Up until about 30 years ago there really was no such thing as breast reconstruction. Flap-based reconstruction was just being conceptualized by pioneers John McGraw, Luis Vasconez, Carl Hartrampf, & John Bostwick. Tissue expander technology was in its infantcy. Microsurgical techniques were primitive. Surgeons trained up until that point had no experience in this area.
In the blink of an eye came Bostwick's Latissimus flap/implant procedure, Carl Hartrampf's TRAM (transverse rectus abdominus myocutaneous) flap, and Radavan's tissue expander reconstruction. Unsatisfactory results from early expander + implant reconstructions led to wide-spread popularity of the TRAM flap. As microsurgery matured "free flaps" (the blood supply to the muscle/skin island is isolated,dived, & sewed back in where the tissue is required) were designed and flourished at many training programs and tertiary hospitals.
Recently, a new reportedly less-morbid variant of the free-TRAM has been advocated by New Orleans surgeon, Bob Allen called the DIEP flap. This procedure involves tracing the small perforating vessels thru the rectus muscle & leaving the rectus muscle behind. Proponents argue that this is the most elegant & least morbid autologous reconstruction available. A number of DIEP-performing plastic surgeons have gone so far as to label the traditional pedicled TRAM obsolete.
What's a patient to do when presented with these complex choices?

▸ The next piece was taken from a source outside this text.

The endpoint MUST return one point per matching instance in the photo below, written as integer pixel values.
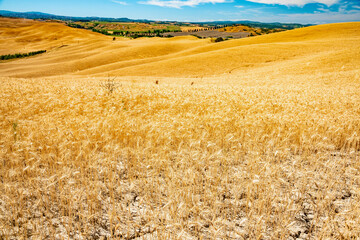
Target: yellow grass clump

I think what's telling is that when a panel of female plastic surgeons recently at the Annual Plastic Surgery Society meeting, the majority of them would NOT select TRAMS for their own reconstruction as first-line reconstruction (expanders were most preferred)and a number of free TRAM/DIEP performing surgeons in the audience expressed doubts over the cosmetic superiority of free flaps over the pedicled TRAM or Latissimus+implant reconstructions.